Metropolitan Remand Centre
- Interactive map of Metropolitan Remand Centre
- Location: Ravenhall, Victoria;
- Capacity: 954
- Opened: April 2006
- Managed by: Corrections Victoria

= Metropolitan Remand Centre =

Prison in Victoria, Australia

The Metropolitan Remand Centre (abbreviated and commonly referred to as MRC) is an Australian prison located at Ravenhall, Victoria, approximately 20 kilometres from the Melbourne CBD on the Western Freeway (Deer Park Bypass). The prison is a maximum security remand facility which opened in April 2006 and is operated by the Victorian Department of Justice and Community Safety.

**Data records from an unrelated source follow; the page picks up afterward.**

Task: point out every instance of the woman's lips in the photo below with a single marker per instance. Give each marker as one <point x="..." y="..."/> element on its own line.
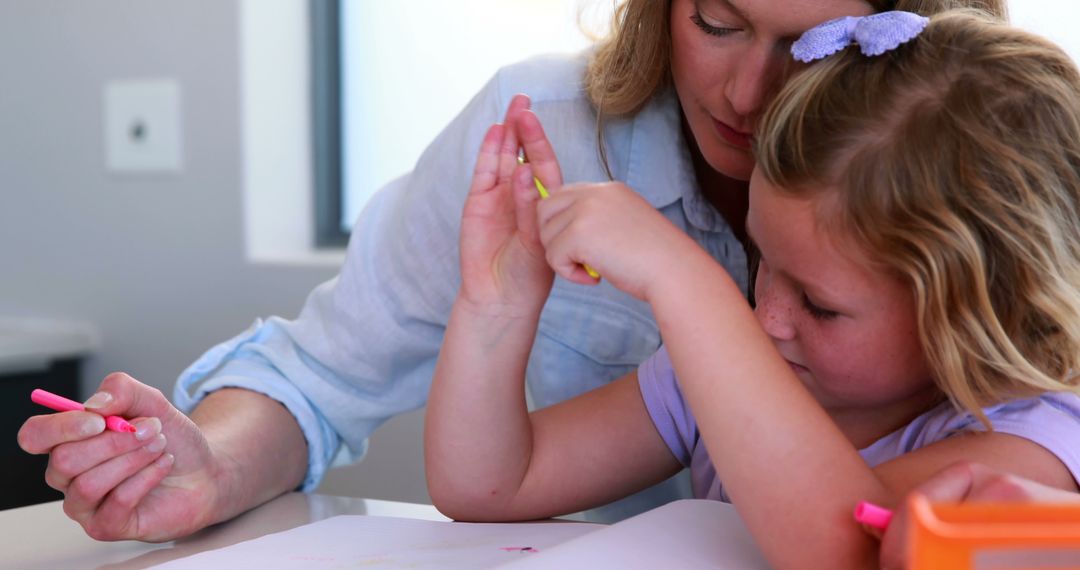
<point x="736" y="138"/>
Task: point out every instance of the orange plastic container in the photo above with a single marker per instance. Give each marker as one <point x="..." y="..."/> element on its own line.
<point x="998" y="535"/>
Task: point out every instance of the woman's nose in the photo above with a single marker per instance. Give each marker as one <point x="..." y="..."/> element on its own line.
<point x="756" y="78"/>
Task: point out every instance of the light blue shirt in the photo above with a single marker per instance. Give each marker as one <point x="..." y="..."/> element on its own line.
<point x="364" y="347"/>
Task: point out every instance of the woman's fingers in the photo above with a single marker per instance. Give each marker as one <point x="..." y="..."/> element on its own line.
<point x="538" y="149"/>
<point x="86" y="490"/>
<point x="509" y="151"/>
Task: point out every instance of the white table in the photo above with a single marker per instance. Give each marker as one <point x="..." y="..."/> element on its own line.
<point x="41" y="537"/>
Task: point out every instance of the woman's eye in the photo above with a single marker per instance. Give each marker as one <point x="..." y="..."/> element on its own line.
<point x="709" y="28"/>
<point x="818" y="312"/>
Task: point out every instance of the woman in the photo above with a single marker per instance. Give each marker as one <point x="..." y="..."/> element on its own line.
<point x="672" y="98"/>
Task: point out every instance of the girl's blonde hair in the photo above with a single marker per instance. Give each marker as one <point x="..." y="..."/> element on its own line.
<point x="955" y="162"/>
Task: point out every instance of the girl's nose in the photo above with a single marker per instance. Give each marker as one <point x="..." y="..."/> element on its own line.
<point x="773" y="314"/>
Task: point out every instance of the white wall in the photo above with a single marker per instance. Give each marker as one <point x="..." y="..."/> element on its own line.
<point x="156" y="262"/>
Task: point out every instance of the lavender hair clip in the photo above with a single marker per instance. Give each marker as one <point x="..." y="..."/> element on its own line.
<point x="875" y="35"/>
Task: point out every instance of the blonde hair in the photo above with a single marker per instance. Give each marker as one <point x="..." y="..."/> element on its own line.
<point x="633" y="63"/>
<point x="955" y="161"/>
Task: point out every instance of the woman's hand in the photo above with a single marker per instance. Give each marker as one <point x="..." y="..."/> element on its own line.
<point x="503" y="271"/>
<point x="156" y="485"/>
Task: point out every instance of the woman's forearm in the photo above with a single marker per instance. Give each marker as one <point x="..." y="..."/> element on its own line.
<point x="258" y="446"/>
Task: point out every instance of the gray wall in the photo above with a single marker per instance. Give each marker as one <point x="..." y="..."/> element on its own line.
<point x="156" y="262"/>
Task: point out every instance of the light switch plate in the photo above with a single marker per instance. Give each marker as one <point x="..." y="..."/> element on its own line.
<point x="143" y="125"/>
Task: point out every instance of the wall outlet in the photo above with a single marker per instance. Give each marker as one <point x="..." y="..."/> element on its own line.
<point x="143" y="125"/>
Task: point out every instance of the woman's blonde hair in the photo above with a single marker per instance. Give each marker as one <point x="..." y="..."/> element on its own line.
<point x="633" y="63"/>
<point x="955" y="162"/>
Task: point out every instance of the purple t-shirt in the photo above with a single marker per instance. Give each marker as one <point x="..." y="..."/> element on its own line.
<point x="1051" y="420"/>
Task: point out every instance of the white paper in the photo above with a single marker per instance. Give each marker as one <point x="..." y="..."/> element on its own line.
<point x="361" y="541"/>
<point x="685" y="534"/>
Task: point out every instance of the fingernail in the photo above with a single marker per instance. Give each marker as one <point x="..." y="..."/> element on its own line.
<point x="164" y="461"/>
<point x="98" y="401"/>
<point x="147" y="426"/>
<point x="92" y="426"/>
<point x="157" y="445"/>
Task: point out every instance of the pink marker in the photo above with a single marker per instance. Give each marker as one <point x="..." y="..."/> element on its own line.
<point x="62" y="404"/>
<point x="873" y="515"/>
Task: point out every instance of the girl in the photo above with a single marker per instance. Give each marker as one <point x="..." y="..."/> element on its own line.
<point x="670" y="96"/>
<point x="917" y="303"/>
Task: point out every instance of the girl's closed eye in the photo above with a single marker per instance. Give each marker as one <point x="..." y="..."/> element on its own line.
<point x="711" y="28"/>
<point x="817" y="311"/>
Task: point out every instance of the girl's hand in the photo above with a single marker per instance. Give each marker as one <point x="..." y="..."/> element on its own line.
<point x="503" y="271"/>
<point x="612" y="229"/>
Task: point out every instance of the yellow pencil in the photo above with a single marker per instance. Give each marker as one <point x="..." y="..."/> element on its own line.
<point x="543" y="195"/>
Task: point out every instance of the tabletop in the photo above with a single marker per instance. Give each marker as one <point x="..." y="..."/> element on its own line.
<point x="41" y="537"/>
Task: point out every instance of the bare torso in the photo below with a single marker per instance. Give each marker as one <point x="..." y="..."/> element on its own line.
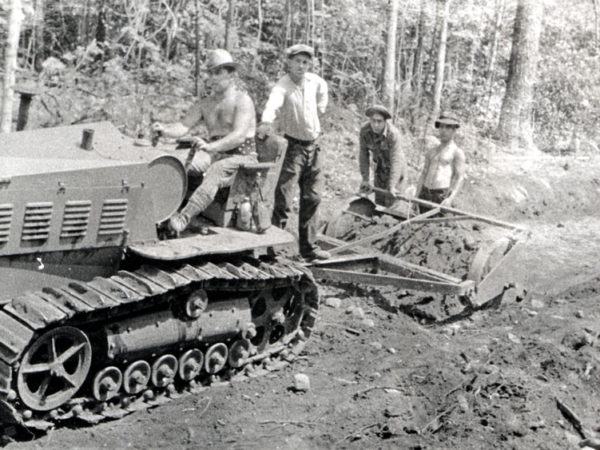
<point x="440" y="166"/>
<point x="220" y="112"/>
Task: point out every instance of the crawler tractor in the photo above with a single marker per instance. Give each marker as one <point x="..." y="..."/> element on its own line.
<point x="101" y="312"/>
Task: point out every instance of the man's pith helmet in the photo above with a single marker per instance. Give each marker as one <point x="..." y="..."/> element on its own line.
<point x="447" y="118"/>
<point x="220" y="58"/>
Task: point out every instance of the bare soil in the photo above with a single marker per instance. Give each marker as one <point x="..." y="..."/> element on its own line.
<point x="382" y="379"/>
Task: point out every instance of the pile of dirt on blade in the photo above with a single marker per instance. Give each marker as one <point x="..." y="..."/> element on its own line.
<point x="447" y="247"/>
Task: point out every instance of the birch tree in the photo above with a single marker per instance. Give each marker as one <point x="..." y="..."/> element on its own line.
<point x="440" y="64"/>
<point x="15" y="19"/>
<point x="389" y="76"/>
<point x="514" y="126"/>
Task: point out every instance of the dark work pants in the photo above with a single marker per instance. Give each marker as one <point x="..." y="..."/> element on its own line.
<point x="302" y="165"/>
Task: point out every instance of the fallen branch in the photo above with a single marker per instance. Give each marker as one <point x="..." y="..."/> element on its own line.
<point x="436" y="419"/>
<point x="354" y="433"/>
<point x="464" y="385"/>
<point x="288" y="422"/>
<point x="373" y="388"/>
<point x="571" y="417"/>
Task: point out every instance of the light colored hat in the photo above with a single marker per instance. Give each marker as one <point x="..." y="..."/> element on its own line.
<point x="447" y="118"/>
<point x="300" y="48"/>
<point x="379" y="109"/>
<point x="220" y="58"/>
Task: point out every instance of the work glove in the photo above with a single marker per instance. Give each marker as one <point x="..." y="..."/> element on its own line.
<point x="264" y="130"/>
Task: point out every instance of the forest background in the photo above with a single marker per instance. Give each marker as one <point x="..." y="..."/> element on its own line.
<point x="524" y="72"/>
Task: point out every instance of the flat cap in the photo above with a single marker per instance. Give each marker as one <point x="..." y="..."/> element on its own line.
<point x="220" y="58"/>
<point x="300" y="48"/>
<point x="447" y="118"/>
<point x="379" y="109"/>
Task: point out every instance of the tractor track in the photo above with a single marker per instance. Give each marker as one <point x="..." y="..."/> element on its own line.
<point x="103" y="301"/>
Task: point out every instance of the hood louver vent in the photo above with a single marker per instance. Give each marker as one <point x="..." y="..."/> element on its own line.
<point x="112" y="220"/>
<point x="5" y="220"/>
<point x="36" y="224"/>
<point x="76" y="219"/>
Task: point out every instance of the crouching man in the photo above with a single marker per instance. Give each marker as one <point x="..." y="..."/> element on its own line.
<point x="229" y="116"/>
<point x="380" y="143"/>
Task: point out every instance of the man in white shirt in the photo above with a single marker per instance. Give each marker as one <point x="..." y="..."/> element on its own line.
<point x="296" y="101"/>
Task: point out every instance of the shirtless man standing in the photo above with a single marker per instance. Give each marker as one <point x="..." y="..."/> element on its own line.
<point x="230" y="120"/>
<point x="444" y="170"/>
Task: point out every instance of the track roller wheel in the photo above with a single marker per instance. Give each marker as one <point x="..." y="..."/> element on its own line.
<point x="164" y="370"/>
<point x="216" y="358"/>
<point x="54" y="368"/>
<point x="238" y="353"/>
<point x="136" y="377"/>
<point x="190" y="364"/>
<point x="107" y="383"/>
<point x="196" y="304"/>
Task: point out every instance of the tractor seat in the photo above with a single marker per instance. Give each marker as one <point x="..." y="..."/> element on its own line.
<point x="254" y="181"/>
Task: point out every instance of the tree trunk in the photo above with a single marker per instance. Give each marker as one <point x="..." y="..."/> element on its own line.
<point x="38" y="33"/>
<point x="418" y="64"/>
<point x="83" y="24"/>
<point x="310" y="22"/>
<point x="494" y="49"/>
<point x="287" y="35"/>
<point x="230" y="27"/>
<point x="389" y="75"/>
<point x="597" y="20"/>
<point x="10" y="64"/>
<point x="441" y="59"/>
<point x="258" y="33"/>
<point x="197" y="48"/>
<point x="515" y="121"/>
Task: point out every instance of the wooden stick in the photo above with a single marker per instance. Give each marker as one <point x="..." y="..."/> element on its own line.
<point x="571" y="417"/>
<point x="288" y="422"/>
<point x="373" y="388"/>
<point x="438" y="417"/>
<point x="459" y="212"/>
<point x="382" y="234"/>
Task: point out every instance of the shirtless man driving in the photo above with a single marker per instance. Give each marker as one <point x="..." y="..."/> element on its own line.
<point x="230" y="120"/>
<point x="444" y="170"/>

The majority of MRC's inmates are held awaiting the outcome of their court case, some inmates have been sentenced and are waiting for appeals to be heard and a small number are sentenced prisoners transferred to free up beds at HM Melbourne Assessment Prison.

==Accommodation==

Accommodation consists of four 75-bed general (mainstream) units, one 100-bed protection unit (called Deakin), 200 beds in various units allocated for special needs such as vulnerable or young adult prisoners and a 13-bed management unit.

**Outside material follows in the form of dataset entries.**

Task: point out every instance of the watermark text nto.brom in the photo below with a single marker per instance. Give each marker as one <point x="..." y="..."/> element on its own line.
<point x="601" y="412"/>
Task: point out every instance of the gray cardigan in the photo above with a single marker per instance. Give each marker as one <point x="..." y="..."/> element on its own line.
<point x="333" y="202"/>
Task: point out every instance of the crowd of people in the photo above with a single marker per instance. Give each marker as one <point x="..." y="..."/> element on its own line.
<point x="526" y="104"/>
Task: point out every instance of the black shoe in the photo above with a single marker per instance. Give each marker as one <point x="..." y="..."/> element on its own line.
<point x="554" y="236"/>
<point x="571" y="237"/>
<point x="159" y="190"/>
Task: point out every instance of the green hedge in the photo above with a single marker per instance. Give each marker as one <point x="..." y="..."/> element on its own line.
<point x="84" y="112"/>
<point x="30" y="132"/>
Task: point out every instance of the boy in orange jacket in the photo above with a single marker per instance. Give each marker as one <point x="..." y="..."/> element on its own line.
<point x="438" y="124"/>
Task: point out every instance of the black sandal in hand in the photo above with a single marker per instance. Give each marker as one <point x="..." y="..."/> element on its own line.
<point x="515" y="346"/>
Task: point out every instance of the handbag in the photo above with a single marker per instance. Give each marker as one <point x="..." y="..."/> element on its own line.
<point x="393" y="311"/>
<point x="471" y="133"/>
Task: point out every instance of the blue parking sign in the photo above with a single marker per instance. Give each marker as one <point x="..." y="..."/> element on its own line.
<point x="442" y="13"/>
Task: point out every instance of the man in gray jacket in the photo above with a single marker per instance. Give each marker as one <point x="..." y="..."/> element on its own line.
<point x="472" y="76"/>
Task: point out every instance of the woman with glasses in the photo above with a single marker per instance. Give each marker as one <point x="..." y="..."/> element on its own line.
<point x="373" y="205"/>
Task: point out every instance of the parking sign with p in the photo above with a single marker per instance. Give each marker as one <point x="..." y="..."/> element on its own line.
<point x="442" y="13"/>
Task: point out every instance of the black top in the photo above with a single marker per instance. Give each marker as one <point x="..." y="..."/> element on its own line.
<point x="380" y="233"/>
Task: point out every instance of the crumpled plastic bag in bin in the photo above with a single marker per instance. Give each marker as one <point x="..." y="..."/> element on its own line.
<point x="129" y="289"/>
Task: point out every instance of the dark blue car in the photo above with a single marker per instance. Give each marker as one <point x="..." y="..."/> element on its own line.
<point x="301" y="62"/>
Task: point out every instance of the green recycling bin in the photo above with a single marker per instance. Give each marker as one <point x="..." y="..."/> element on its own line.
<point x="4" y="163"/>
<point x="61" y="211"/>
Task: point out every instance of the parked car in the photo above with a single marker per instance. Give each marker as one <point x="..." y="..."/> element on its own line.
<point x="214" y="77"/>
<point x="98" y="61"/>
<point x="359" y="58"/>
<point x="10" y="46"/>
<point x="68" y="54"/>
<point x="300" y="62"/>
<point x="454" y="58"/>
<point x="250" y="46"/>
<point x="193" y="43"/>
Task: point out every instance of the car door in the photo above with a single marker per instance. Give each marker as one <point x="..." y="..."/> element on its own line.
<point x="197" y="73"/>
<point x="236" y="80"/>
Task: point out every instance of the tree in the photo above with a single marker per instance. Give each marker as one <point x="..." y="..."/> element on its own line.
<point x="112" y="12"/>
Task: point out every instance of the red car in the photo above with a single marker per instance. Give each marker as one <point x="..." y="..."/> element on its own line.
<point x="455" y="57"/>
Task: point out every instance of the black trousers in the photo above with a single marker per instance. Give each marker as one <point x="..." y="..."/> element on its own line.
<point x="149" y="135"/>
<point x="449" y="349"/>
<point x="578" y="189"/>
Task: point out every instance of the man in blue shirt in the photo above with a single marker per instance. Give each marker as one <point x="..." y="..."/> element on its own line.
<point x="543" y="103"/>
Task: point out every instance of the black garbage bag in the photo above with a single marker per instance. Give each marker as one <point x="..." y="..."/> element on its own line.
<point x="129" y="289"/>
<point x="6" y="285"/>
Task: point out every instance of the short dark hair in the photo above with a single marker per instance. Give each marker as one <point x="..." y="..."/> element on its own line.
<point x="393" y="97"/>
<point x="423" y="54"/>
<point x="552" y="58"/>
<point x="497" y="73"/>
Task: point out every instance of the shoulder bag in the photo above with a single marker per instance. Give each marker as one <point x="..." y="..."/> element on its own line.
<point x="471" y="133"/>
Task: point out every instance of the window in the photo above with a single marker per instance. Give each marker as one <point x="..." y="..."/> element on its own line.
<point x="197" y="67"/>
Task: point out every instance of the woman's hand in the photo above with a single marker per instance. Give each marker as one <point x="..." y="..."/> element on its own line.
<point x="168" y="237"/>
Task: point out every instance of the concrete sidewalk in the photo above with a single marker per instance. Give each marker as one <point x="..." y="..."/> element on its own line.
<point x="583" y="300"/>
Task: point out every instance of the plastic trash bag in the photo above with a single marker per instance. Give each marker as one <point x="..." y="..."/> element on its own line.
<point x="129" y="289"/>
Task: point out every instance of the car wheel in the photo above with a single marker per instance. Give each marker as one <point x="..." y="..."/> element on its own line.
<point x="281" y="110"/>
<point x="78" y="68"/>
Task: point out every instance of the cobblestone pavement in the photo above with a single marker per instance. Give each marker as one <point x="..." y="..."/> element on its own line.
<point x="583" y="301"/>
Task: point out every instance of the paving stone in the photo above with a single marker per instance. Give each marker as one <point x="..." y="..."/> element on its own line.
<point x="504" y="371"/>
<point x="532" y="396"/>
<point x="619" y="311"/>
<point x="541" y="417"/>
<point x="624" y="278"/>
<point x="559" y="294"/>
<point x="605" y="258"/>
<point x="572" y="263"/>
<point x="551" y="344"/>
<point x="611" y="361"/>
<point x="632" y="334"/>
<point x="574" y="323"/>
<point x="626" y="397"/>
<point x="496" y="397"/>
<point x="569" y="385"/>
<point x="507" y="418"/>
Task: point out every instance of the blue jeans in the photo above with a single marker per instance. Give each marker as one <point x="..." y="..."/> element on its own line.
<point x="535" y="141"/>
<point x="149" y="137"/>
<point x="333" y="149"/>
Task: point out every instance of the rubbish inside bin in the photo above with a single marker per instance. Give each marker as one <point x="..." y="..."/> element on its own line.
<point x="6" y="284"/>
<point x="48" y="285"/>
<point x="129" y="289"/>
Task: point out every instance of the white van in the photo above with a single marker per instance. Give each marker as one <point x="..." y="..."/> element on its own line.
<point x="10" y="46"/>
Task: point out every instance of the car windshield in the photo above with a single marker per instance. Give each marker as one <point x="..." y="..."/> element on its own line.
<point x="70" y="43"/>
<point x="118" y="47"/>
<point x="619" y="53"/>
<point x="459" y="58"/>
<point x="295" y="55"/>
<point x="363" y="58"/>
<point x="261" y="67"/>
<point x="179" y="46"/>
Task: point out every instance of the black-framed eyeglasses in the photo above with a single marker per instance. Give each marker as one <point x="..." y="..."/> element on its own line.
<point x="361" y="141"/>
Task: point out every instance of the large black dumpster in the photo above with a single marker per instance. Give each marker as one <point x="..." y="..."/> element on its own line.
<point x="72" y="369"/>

Two new units were built and commissioned in late 2014.

The inmates unit is divided into 3 areas (A, B and C) which are separated by the officer's post. Being located centrally, officers can monitor activities in each area at a glance.

==Incidents==
On 30 June 2015, 400 prisoners at the centre rioted, the largest riot in Victoria's history, the day before the implementation of a smoking ban across all prisons in Victoria. The prison was also overcrowded housing 918 prisoners when it was designed to house 613. Inmates attacked guards with rocks and tear gas, made makeshift weapons, broke into the Central Control Movement, lit numerous fires, damaged cell doors, damaged internal security, fire and communication panels, and rammed internal gates with vehicles. Corrections Victoria locked down all Victorian prisons. The riot was resolved after 15 hours with prisoners surrendering to the Corrections Victoria Security and Emergency Services Group (SESG) after they entered the prison supported by the Victoria Police Critical Incident Response Team (CIRT), and police Air Wing helicopter overhead and on the perimeter by police Special Operations Group (SOG) members with their armoured vehicle. Three staff received minor injuries and up to six prisoners were injured with the damage to the prison estimated to be between $10 and $12 million.